Revision history for this message
Tobias Hoffmann (smilingthax) wrote :

I'm the one currently working on the new libqpdf-based pdf-implementation.

The old implementation of pdftopdf does not duplicate that much of poppler, but it has a class structure that /parallels/ the poppler document representation, because poppler was never built to /output/ pdfs, but pdftopdf has to! This is done by all the P2P*-classes in pdftopdf: They can actually recreate the pdf-objects that poppler parsed.
So there is quite tight coupling of pdftopdf to the poppler internals, but there are much less eyes looking at pdftopdf than are looking at the poppler-code.
This make maintainance of pdftopdf tedious across changes between poppler versions.
IMO this current state does not benefit security at all.
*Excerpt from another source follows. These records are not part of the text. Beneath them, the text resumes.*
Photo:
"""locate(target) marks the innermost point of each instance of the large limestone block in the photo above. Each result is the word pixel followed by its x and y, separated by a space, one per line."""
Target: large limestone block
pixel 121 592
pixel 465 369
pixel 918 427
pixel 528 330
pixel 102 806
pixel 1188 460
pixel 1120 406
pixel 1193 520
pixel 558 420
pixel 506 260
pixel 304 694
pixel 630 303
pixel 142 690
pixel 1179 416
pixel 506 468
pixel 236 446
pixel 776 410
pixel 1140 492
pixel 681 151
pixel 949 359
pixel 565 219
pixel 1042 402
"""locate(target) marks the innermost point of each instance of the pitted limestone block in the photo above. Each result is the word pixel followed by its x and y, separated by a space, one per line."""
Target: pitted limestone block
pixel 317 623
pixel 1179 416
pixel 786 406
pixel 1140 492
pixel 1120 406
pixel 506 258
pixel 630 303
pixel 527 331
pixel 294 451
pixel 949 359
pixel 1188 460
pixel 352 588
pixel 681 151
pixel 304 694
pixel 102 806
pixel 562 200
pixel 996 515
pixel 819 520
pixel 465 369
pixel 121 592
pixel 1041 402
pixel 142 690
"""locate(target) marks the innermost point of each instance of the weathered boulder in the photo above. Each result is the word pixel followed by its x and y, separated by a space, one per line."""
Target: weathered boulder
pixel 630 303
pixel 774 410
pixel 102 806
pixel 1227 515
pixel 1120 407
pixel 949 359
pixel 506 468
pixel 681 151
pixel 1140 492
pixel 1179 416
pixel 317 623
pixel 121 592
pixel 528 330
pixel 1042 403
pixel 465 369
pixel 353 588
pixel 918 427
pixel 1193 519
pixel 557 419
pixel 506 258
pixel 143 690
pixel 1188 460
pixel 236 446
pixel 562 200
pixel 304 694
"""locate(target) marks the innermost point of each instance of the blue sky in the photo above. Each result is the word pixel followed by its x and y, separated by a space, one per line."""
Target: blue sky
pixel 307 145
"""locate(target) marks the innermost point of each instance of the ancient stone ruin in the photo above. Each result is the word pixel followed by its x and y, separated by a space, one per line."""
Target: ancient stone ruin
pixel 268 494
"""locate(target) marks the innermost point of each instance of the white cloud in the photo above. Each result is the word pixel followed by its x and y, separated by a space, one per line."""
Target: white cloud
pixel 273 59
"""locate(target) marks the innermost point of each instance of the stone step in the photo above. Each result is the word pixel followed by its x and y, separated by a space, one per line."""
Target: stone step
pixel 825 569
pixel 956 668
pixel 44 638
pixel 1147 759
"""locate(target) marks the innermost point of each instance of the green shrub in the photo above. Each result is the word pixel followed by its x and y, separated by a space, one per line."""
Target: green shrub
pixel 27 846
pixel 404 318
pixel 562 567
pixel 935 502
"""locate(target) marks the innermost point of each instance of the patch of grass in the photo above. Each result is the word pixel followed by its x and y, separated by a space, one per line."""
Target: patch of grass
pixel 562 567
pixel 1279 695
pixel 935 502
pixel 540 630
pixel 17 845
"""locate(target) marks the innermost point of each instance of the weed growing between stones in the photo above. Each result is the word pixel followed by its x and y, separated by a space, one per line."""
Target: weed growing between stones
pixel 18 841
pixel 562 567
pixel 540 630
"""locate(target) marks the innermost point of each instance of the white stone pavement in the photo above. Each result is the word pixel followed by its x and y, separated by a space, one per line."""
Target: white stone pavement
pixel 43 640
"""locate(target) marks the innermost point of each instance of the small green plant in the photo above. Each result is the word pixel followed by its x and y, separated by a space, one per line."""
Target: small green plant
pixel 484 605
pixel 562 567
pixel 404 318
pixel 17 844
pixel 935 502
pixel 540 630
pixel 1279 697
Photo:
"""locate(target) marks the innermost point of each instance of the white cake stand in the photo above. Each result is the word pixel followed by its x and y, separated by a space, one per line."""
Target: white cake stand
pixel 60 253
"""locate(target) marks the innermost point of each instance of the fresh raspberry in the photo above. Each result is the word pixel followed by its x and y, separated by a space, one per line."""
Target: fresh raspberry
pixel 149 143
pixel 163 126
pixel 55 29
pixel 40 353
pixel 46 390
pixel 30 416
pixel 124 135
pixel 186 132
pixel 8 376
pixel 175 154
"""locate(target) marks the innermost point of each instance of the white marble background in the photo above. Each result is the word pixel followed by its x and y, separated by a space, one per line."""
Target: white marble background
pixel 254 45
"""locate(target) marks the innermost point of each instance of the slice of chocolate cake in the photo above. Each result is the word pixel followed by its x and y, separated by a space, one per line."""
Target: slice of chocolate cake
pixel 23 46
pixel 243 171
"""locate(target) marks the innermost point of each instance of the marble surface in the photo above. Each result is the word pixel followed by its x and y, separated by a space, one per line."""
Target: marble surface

qpdf is extensively tested, and built for the job: It provides an c++-object-oriented interface to the pdf-objects, but does not interpret their contents, except for the very basic structure (root catalog, pages tree), and neither does the new pdftodf -- because it does not have to. Basically all the transformations can be done without actually looking at the exact values from the input pdf; it's either pass-it-through or throw-it-away. That means: The actual code surface actually "exposed" to potentially dangerous inputs is quite small.